Valentine for the Great Salt Lake by Sunni Wilkinson

From the sky, your clusters of brine shrimp eggs
   huddle and drift into thick brown swirls
       like pools of chocolate milk. You, mother
to millions, amniotic sac waiting to hatch
    innumerable legs, flat and upright,
       that paddle and push tiny boats
of creatures toward each other.
    You are buoyancy of bodies
       toppled with light. You are love potion.
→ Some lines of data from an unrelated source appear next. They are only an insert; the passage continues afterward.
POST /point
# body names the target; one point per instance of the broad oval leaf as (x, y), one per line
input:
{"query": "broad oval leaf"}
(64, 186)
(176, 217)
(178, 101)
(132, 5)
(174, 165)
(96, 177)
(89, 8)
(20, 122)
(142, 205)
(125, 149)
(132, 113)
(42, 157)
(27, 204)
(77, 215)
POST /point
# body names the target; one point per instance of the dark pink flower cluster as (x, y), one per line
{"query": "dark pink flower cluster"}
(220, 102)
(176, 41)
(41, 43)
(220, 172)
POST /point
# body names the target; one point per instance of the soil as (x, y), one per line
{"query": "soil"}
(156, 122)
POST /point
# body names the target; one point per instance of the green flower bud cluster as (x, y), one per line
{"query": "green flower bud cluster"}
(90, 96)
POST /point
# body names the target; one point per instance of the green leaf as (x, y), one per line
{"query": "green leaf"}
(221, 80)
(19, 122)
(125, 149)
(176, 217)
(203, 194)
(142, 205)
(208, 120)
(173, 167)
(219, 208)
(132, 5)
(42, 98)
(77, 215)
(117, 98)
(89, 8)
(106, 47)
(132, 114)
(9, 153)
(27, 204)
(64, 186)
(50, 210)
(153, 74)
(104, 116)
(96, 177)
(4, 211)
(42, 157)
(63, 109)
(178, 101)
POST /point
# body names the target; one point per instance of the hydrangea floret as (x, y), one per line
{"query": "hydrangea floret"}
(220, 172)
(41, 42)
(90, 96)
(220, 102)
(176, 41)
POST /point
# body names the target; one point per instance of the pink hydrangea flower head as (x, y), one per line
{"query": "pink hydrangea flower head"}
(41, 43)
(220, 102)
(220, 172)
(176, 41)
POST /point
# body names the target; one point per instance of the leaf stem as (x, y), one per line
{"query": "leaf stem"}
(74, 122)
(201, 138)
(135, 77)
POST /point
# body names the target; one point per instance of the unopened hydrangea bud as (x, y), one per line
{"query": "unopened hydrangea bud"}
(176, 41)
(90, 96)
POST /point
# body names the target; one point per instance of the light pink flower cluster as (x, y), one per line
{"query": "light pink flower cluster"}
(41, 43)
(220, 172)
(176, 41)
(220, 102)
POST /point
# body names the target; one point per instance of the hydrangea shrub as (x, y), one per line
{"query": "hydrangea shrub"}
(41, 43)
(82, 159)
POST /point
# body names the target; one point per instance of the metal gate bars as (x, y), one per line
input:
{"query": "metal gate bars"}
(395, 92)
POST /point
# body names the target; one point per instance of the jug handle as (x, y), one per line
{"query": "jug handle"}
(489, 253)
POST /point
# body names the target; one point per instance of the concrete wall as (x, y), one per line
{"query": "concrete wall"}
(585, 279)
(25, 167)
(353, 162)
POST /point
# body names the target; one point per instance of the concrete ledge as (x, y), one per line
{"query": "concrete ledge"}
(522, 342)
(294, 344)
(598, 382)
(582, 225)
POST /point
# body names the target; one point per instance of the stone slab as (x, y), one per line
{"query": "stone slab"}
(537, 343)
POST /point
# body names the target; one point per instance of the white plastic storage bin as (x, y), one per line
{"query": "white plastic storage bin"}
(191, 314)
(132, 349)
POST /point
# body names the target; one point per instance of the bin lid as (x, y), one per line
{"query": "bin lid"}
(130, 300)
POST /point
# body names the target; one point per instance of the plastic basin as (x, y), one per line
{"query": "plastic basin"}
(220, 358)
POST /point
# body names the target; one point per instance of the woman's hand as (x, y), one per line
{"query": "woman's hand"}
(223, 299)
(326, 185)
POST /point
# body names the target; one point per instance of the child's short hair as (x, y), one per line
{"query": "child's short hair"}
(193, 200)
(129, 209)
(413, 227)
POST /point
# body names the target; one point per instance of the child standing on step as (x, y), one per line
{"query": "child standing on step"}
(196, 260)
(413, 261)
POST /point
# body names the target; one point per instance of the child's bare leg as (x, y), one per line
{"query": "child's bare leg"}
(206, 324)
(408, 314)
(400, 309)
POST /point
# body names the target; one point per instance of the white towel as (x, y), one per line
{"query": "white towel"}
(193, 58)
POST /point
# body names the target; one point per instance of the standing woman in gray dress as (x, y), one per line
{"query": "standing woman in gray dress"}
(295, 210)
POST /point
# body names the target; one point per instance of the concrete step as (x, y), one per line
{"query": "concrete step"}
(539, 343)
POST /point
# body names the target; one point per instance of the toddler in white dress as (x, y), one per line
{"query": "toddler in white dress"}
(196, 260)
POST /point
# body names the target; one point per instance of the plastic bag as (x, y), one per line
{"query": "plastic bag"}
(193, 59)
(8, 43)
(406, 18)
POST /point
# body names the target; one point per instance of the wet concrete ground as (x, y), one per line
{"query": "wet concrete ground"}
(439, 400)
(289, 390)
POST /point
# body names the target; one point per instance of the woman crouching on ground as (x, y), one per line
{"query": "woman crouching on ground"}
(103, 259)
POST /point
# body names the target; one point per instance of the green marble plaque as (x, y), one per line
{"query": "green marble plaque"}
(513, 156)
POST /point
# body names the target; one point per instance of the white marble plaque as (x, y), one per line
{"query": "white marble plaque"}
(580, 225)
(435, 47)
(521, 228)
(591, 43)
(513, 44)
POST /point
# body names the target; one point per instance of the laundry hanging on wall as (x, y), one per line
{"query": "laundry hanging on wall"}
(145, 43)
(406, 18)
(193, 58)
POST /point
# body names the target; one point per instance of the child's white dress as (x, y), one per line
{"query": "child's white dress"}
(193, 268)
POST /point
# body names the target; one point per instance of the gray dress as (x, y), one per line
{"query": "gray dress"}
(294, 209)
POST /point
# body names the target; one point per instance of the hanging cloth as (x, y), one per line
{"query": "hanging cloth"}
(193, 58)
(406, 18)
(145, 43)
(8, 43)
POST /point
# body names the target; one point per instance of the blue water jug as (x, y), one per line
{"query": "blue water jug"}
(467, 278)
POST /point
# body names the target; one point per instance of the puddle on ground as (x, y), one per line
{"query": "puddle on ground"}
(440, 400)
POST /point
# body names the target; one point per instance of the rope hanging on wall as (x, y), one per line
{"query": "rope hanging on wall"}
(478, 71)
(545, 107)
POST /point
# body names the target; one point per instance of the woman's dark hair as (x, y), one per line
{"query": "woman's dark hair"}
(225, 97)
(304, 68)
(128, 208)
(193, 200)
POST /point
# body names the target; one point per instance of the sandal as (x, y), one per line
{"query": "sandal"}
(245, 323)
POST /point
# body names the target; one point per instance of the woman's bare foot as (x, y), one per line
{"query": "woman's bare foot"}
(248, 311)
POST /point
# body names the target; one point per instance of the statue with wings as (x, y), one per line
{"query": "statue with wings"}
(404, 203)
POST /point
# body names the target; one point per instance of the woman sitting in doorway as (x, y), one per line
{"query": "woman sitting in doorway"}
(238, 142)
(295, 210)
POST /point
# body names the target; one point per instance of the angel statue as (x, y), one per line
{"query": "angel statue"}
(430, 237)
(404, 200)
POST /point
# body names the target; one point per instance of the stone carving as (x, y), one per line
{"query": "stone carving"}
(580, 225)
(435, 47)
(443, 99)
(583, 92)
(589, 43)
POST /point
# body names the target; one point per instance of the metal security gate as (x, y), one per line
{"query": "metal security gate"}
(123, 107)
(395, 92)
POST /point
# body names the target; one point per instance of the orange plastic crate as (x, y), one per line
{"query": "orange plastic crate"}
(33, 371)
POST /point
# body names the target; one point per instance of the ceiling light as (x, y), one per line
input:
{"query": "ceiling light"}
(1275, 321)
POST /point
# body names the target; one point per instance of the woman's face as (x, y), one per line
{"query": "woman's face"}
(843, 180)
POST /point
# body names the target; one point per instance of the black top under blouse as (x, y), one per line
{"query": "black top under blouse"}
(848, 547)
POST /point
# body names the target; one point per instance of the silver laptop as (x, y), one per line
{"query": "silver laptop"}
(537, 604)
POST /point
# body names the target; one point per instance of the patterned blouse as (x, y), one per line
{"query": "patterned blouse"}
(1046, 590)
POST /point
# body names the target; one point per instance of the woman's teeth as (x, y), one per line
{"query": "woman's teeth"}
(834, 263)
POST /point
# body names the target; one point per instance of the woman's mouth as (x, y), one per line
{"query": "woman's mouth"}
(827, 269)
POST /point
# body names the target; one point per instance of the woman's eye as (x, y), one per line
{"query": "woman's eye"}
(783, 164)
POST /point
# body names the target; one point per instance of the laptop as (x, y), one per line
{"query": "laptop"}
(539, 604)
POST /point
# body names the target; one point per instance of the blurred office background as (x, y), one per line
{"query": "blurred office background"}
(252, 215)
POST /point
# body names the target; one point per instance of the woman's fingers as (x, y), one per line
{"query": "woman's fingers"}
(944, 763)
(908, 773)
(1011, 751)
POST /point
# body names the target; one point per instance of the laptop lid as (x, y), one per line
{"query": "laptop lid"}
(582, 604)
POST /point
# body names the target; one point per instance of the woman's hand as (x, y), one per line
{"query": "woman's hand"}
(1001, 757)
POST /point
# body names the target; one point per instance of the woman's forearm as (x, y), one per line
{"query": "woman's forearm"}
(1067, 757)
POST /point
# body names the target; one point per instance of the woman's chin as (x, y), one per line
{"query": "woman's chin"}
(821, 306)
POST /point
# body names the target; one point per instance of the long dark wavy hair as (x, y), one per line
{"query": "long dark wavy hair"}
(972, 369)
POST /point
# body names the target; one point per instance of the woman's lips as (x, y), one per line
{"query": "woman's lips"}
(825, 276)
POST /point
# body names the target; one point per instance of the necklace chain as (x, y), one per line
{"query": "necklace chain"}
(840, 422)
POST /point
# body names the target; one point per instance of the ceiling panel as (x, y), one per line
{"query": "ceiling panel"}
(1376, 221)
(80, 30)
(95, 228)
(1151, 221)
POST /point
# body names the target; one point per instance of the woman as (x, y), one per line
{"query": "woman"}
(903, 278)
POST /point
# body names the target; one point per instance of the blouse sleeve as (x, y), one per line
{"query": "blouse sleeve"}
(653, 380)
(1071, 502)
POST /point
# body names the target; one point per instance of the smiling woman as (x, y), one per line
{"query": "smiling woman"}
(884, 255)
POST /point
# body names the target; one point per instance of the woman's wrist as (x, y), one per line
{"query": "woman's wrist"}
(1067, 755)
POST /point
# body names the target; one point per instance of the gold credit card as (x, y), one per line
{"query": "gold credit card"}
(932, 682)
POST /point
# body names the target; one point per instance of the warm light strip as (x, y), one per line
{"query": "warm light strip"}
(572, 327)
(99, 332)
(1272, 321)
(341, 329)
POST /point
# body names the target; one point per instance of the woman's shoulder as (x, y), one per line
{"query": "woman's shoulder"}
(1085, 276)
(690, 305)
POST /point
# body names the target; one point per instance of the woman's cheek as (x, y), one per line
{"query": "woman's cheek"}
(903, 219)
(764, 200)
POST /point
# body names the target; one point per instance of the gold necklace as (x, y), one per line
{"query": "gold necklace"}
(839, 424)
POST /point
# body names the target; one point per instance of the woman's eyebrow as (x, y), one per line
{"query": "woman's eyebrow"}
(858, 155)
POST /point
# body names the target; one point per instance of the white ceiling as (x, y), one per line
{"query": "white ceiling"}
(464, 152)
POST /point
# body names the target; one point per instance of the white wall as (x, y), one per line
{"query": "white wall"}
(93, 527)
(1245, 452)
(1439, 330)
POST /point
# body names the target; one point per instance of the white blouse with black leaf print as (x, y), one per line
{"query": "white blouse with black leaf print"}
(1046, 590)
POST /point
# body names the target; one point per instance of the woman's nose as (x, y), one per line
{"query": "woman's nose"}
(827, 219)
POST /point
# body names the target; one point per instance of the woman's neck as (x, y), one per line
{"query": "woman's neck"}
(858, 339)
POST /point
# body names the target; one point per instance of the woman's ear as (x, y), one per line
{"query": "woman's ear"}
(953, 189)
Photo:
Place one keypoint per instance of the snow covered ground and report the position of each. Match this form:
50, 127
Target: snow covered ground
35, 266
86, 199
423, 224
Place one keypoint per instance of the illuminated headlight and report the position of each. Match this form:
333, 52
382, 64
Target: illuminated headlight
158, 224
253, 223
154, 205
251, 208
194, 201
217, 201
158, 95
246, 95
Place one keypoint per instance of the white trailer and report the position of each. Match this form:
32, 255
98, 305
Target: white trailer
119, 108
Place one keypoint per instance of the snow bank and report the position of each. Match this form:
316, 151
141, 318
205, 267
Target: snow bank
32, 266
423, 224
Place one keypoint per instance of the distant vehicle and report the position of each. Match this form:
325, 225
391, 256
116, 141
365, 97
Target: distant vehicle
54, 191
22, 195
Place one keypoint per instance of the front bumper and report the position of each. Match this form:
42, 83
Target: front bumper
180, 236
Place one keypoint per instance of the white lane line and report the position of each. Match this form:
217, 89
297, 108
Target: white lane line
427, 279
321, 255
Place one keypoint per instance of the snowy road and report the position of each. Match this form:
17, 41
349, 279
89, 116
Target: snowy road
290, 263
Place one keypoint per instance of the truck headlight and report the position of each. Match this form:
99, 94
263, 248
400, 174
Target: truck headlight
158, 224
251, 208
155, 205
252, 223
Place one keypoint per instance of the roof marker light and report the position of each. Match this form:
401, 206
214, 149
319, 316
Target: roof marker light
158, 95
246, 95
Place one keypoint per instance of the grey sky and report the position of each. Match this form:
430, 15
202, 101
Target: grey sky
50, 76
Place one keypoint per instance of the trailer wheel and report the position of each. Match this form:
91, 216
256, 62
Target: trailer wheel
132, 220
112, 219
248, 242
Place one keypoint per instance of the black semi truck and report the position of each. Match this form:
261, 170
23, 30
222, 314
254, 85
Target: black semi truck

From the sky you are the brightest glint,
    shine of a gum wrapper, a wild lick
       across our desert face. From the sky you are
a lost child. I bring my children to you
    and something primordial breathes
       under our feet. My sons wear
your salty crust, your brush
    of mineral across their bare and freckled legs
       all the long drive home. They sleep inside

your mottled and endless light.
    You are the place
       that held me while I listened
to the meadowlark’s song
    on a Spring afternoon so wide
       and long that nothing but the wind
in the brown grass
    and that single bird
       moved. You are the heart of stillness,
heart of lark and coyote, pink heart

of Floyd, the flamingo who fled
    the Salt Lake aviary and lived
       in the heart of you
for years, migrating then returning,
        a sighting of him like a flash
          of pink, a thump in the chest,
    a one-legged valentine
        lost in blue.

Note from the poet: For me, Antelope Island is a place of magic, where light is caught and reflected in every direction, and underneath is always that almost mythical lake, opening the earth into another sky. And a day I spent with my family one Spring a couple of years ago, listening to meadowlarks near the lake, is still one of my most cherished memories.

This verse is Part 46 of irreplaceable, a collective prayer of praise for Great Salt Lake.